The 2003 Big South Conference baseball tournament was the postseason baseball tournament for the Big South Conference, held from May 21 through 25 at Winthrop Ballpark, home field of Winthrop in Rock Hill, South Carolina. The top six finishers participated in the double-elimination tournament. The champion, , won the title for the sixth time, and third in a row, and earned an invitation to the 2003 NCAA Division I baseball tournament.

==Format==
The top six finishers from the regular season qualified for the tournament. The teams were seeded one through six based on conference winning percentage and played a double-elimination tournament.
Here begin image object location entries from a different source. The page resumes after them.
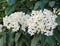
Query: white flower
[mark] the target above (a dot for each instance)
(43, 22)
(1, 27)
(49, 33)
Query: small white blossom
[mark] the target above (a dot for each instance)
(43, 22)
(14, 20)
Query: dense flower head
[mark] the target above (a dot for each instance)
(43, 22)
(14, 20)
(1, 27)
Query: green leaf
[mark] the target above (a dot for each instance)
(42, 5)
(57, 35)
(37, 4)
(43, 38)
(35, 40)
(10, 38)
(10, 9)
(11, 2)
(58, 19)
(52, 3)
(50, 40)
(1, 41)
(45, 1)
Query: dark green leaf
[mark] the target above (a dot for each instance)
(1, 41)
(35, 40)
(57, 35)
(17, 36)
(45, 1)
(52, 3)
(50, 41)
(10, 9)
(58, 19)
(1, 1)
(42, 5)
(37, 4)
(11, 2)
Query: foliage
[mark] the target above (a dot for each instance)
(8, 38)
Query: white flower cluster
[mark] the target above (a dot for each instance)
(39, 21)
(43, 22)
(13, 21)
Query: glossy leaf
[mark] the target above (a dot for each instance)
(37, 4)
(52, 3)
(10, 9)
(11, 2)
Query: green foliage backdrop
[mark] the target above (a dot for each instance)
(8, 38)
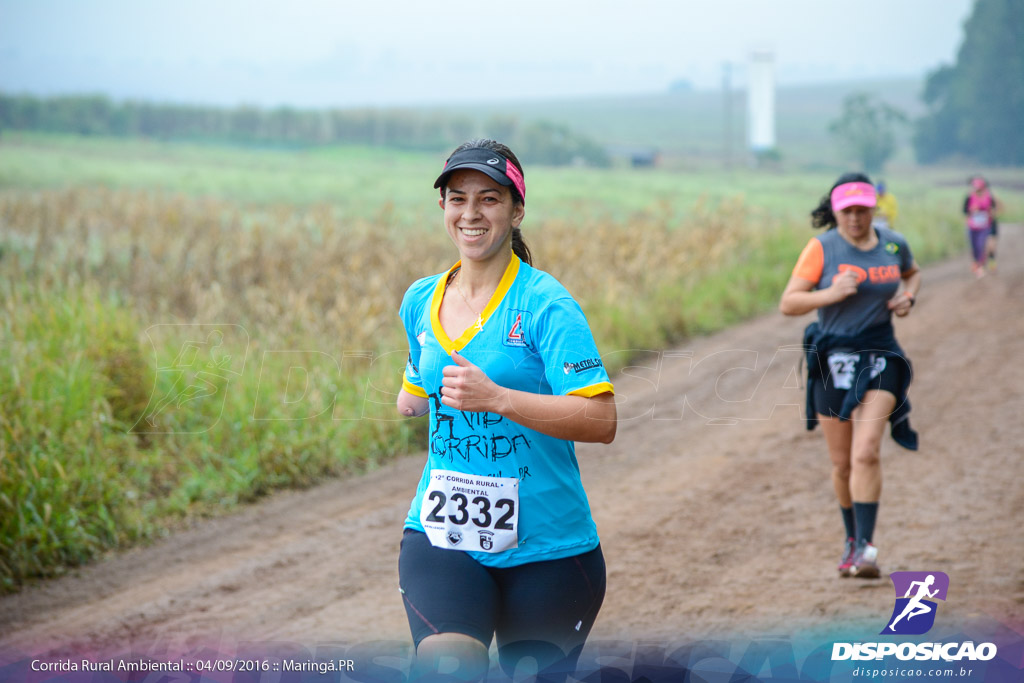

Birmingham–Southern was not eligible for championships as they completed their transition from NCAA Division II.

| Team | W | L | Pct. | GB | Seed |
|---|---|---|---|---|---|
| Winthrop | 15 | 4 | .789 | — | 1 |
| Coastal Carolina | 12 | 7 | .632 | 3 | 2 |
| Elon | 12 | 7 | .632 | 3 | 3 |
| UNC Asheville | 12 | 9 | .571 | 4 | 4 |
| Charleston Southern | 9 | 12 | .429 | 7 | 5 |
| Liberty | 7 | 12 | .368 | 8 | 6 |
| High Point | 5 | 12 | .294 | 9 | — |
| Radford | 5 | 14 | .263 | 10 | — |
| Birmingham–Southern | 0 | 0 | — | — | — |

==All-Tournament Team==

| Name | School |
|---|---|
| Chad Bryan | Liberty |
| Steven Carter | Coastal Carolina |
| Erich Cloninger | Liberty |
| Matt Garner | Elon |
| Phillip Laurent | Liberty |
| Ryan McGraw | Coastal Carolina |
| Holt Montgomery | Elon |
| Chris Price | Elon |
| Daniel Pruitt | UNC Asheville |
| Robert Rudder | UNC Asheville |
| Robbie Smith | Elon |

===Most Valuable Player===
Steven Carter was named Tournament Most Valuable Player. Carter was a pitcher for Coastal Carolina, and won the award for the first of two consecutive years. Through 2020, Carter is the only player to earn the award twice.